Le roi dévot lave les pieds
En bonne protestante de son temps, elle craint les habiles manœuvres des catholiques jésuites – dont on rappelle qu’ils seront expulsés de Suisse en 1847 par un décret levé seulement en 1973. Elle n’aime rien tant que la nature, l’harmonie, le propre en ordre, mais elle donne de la grande ville protéiforme une description imagée, colorée, enchantée. Le désordre des mœurs choque particulièrement la bien-pensante,qui se récrie à l’évocation de turpitudes réelles ou fantasmées. Ses descriptions des rues marchandes, de la promenade mondaine, virevoltante et « inutile » de Longchamp ou encore de la cérémonie du Jeudi-Saint aux Tuileries, où le roi Charles X, confit en fausse dévotion, fait mine de laver les pieds de garçonnets figurant les apôtres, valent le détour, entre lucidité fulgurante et commérages empreints de physiognomonie. Toujours ambivalente, elle ne manque pas de préciser qu’il ne faut pas juger « en physionomiste » les personnages illustres qu’elle observe.
Écrire pour partager
Dans son introduction, le professeur Dave Lüthi apporte quantité d’informations et de précisions sur Herminie Chavannes, son entourage helvétique – son père notamment – les lieux historiques visités ainsi que l’élaboration du « Journal d’un voyage à Paris en 1827 », sous-titre de cet ouvrage intitulé C’est bien dans la Babylone moderne que je me rends seule. Il a transcrit, annoté et commenté ce manuscrit avec l’aide de Louis-Philippe L’Hoste, en soulignant les qualités d’écriture de ce texte élaboré dans l’intention d’être lu. Sa publication aujourd’hui vient élargir le public d’Herminie Chavannes au-delà du cercle de ses « lecteurs-amis » qu’elle n’hésite jamais à embarquer, même quand elle estime la description impossible par un trop-plein de réel.
C’est bien dans la Babylone moderne que je me rends seule, par Herminie Chavannes, Ethno-Doc, Éditions d’en bas, 2023.
Trois questions à Dave Lüthi
Comment ce manuscrit est-il parvenu jusqu’à vous ?
Par hasard, en fait. J’avais lu pour une autre étude le récit d’un voyage d’Herminie Chavannes réalisé à Berlin en 1833 (et publié en 1841). Aux Archives cantonales vaudoises, en faisant des recherches sur elle, je suis tombé sur ce manuscrit « parisien » oublié, petit carnet rouge dissimulé dans une enveloppe de papier non acide…
Quelles ont été vos premières impressions à la lecture de ce texte inconnu ?
D’une part, la vivacité de la langue et de l’esprit de l’autrice m’a plu ; elle donne un avis intéressant sur les choses qu’elle voit, elle décrit, raconte… c’est une bonne « tragédienne » du voyage, sans verser pour autant dans un pittoresque de pacotille. D’autre part, ce qu’elle décrit m’a intéressé : le patrimoine bâti, qui est mon terrain de recherche, est au centre de son récit.
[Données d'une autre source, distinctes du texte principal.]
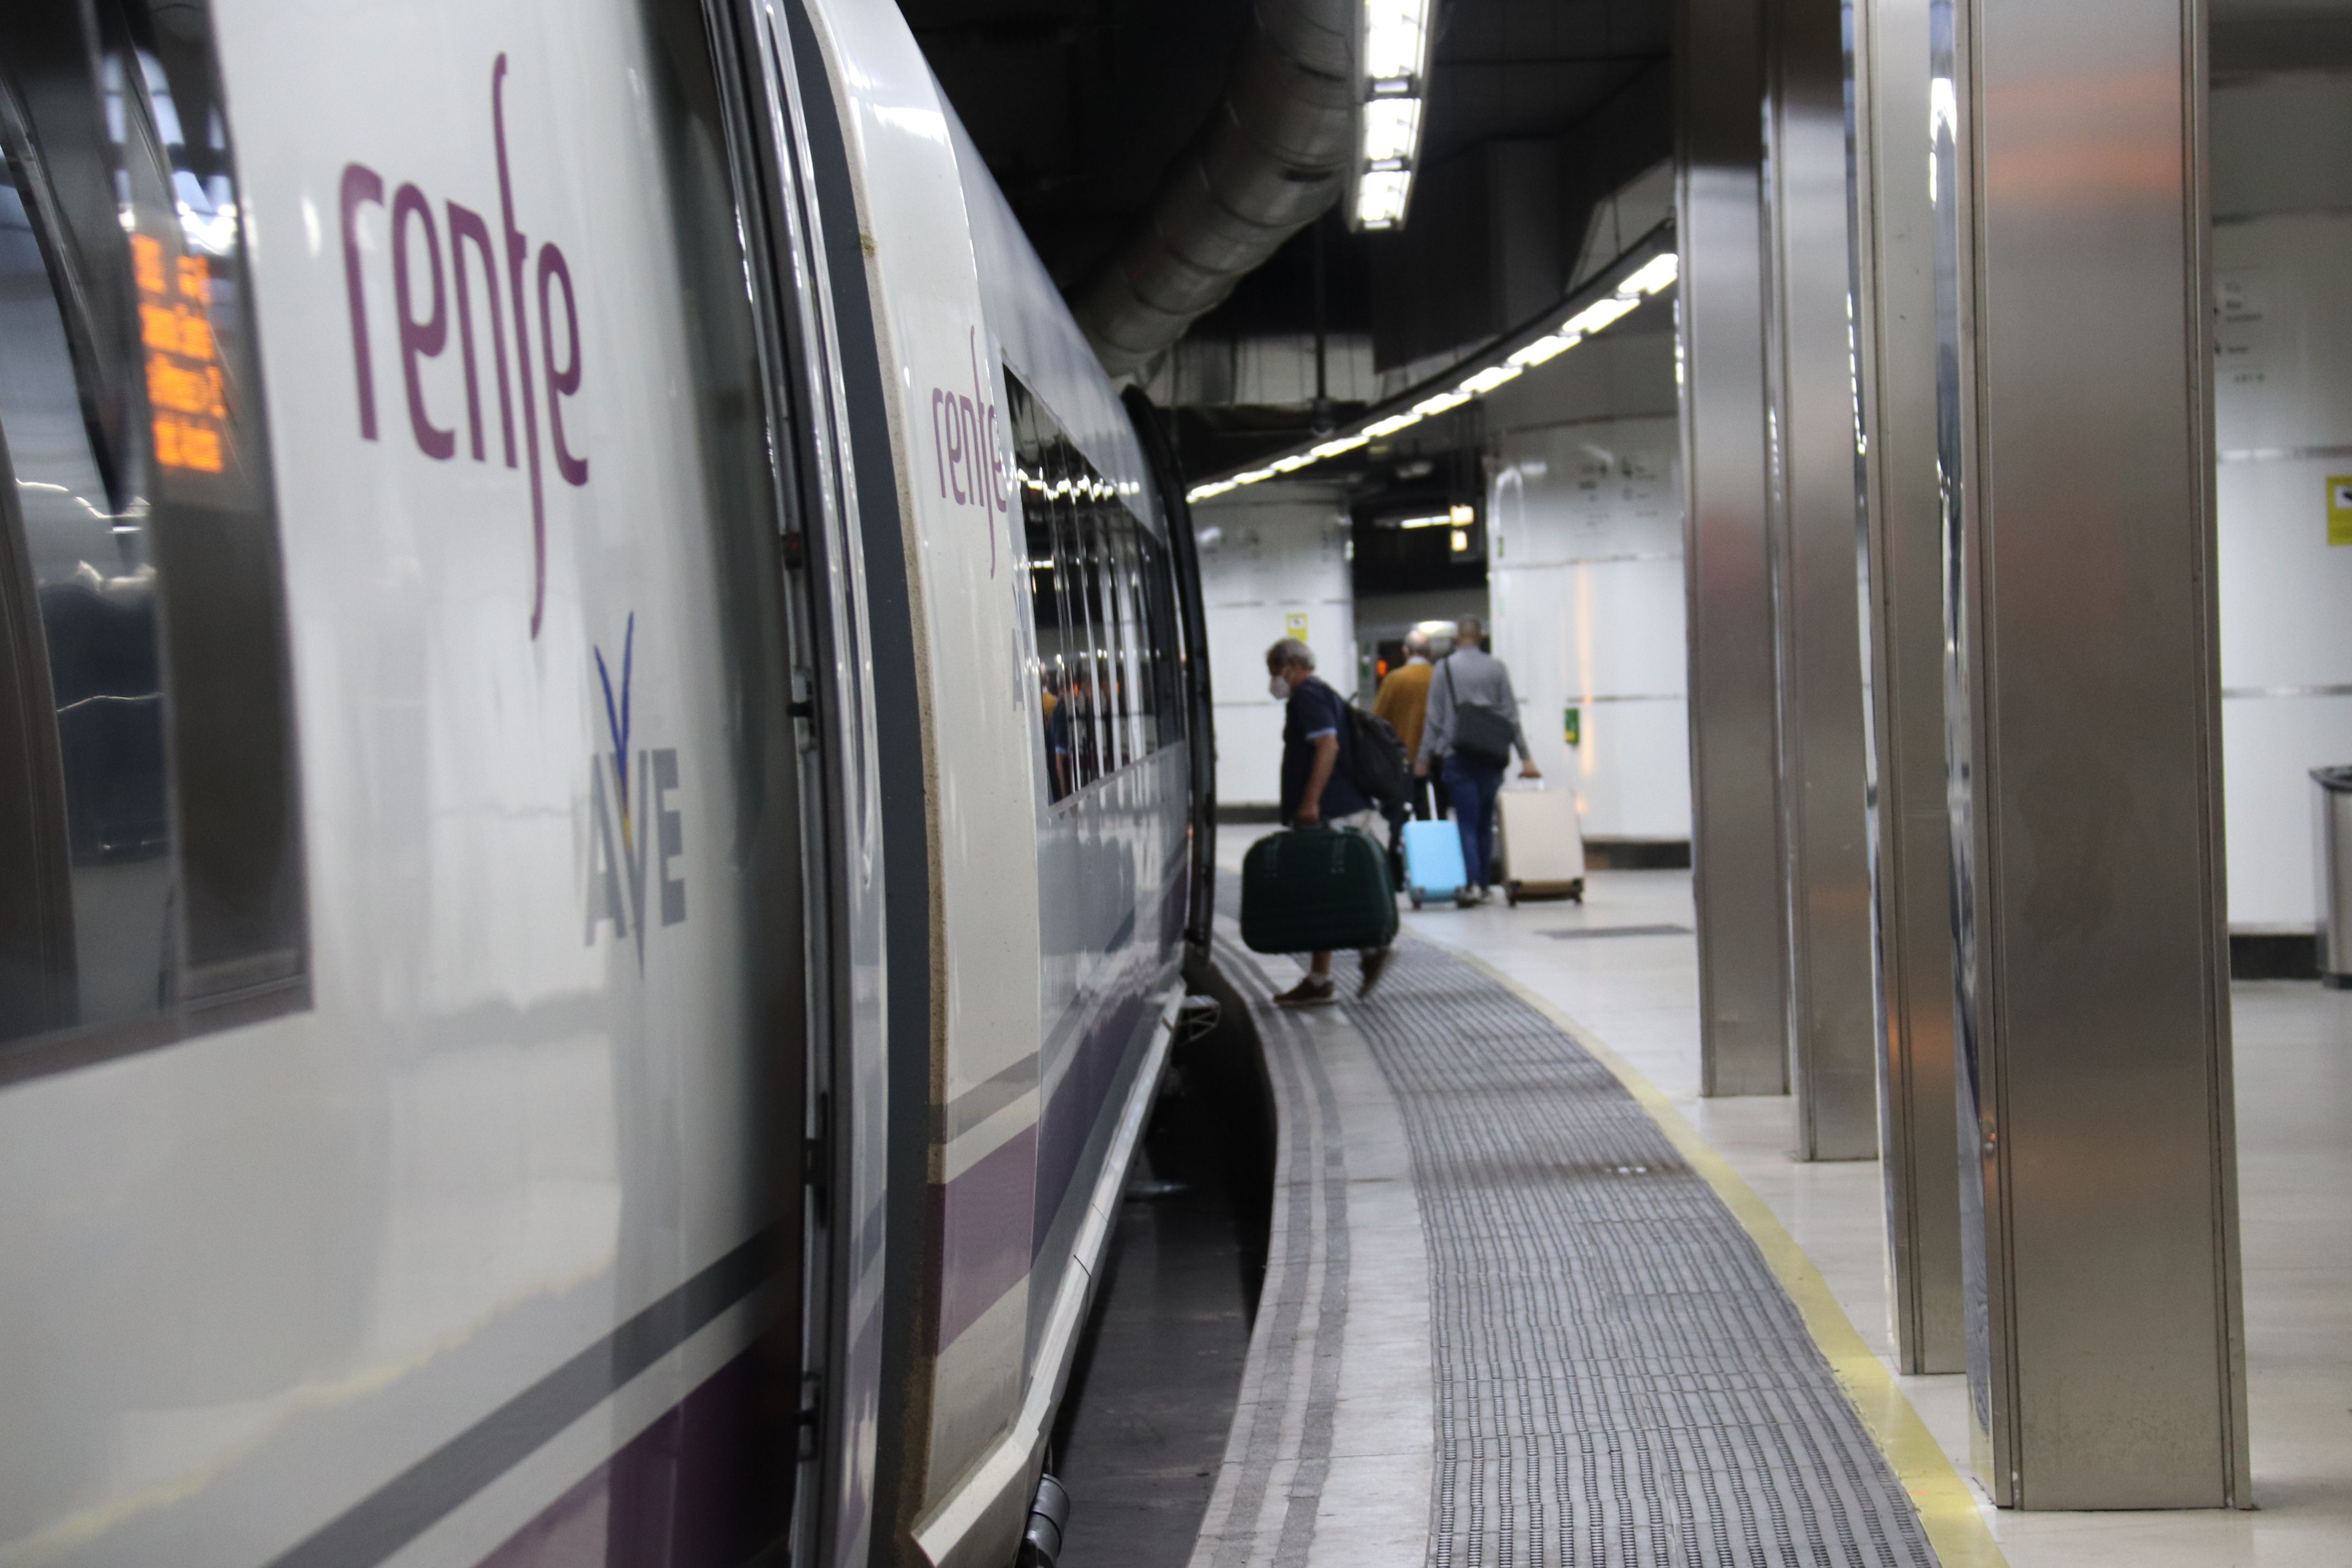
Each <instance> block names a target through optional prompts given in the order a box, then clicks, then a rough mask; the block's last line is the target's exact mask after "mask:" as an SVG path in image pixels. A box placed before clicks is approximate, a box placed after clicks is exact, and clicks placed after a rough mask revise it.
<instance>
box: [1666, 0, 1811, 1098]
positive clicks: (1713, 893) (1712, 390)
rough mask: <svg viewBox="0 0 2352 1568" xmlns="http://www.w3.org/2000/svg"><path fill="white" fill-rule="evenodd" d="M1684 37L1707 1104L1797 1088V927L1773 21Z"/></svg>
mask: <svg viewBox="0 0 2352 1568" xmlns="http://www.w3.org/2000/svg"><path fill="white" fill-rule="evenodd" d="M1675 24H1677V38H1675V73H1677V82H1675V85H1677V94H1675V99H1677V106H1675V115H1677V148H1675V172H1677V181H1675V183H1677V226H1675V228H1677V235H1679V244H1682V284H1679V303H1677V310H1679V329H1682V456H1684V461H1682V473H1684V487H1686V494H1684V503H1686V505H1684V517H1686V520H1684V574H1686V581H1689V595H1691V614H1689V637H1691V675H1689V693H1691V696H1689V703H1691V839H1693V860H1696V872H1693V896H1696V903H1698V1009H1700V1093H1708V1095H1769V1093H1783V1091H1785V1088H1788V985H1785V980H1788V957H1785V952H1788V926H1785V903H1783V891H1780V809H1778V757H1776V752H1778V745H1776V731H1773V635H1771V557H1769V548H1766V536H1764V280H1762V275H1759V266H1762V230H1759V207H1757V200H1759V183H1757V181H1759V162H1762V155H1764V143H1762V134H1759V120H1757V110H1759V103H1762V59H1759V28H1757V5H1755V0H1679V5H1677V16H1675Z"/></svg>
J’ai donc ressenti un double plaisir à la lire, ainsi qu’une immédiate curiosité.
Pourquoi ce titre emprunté à la deuxième ligne du texte d’Herminie, évoquant Paris comme une Babylone moderne ?
Herminie Chavannes le dit elle-même : c’est une provinciale (éclairée, ceci dit…) qui « monte » à Paris. Cette ville, comparée à Lausanne, est cosmopolite, certes, mais aussi entachée des vices du monde contemporain, du moins pour l’autrice. Une Babylone moderne donc, qui la confronte à ce statut de provinciale, mais peut-être aussi la conforte d’être bien à sa place, à Lausanne, avec son père, dans leur maison proche de la cathédrale.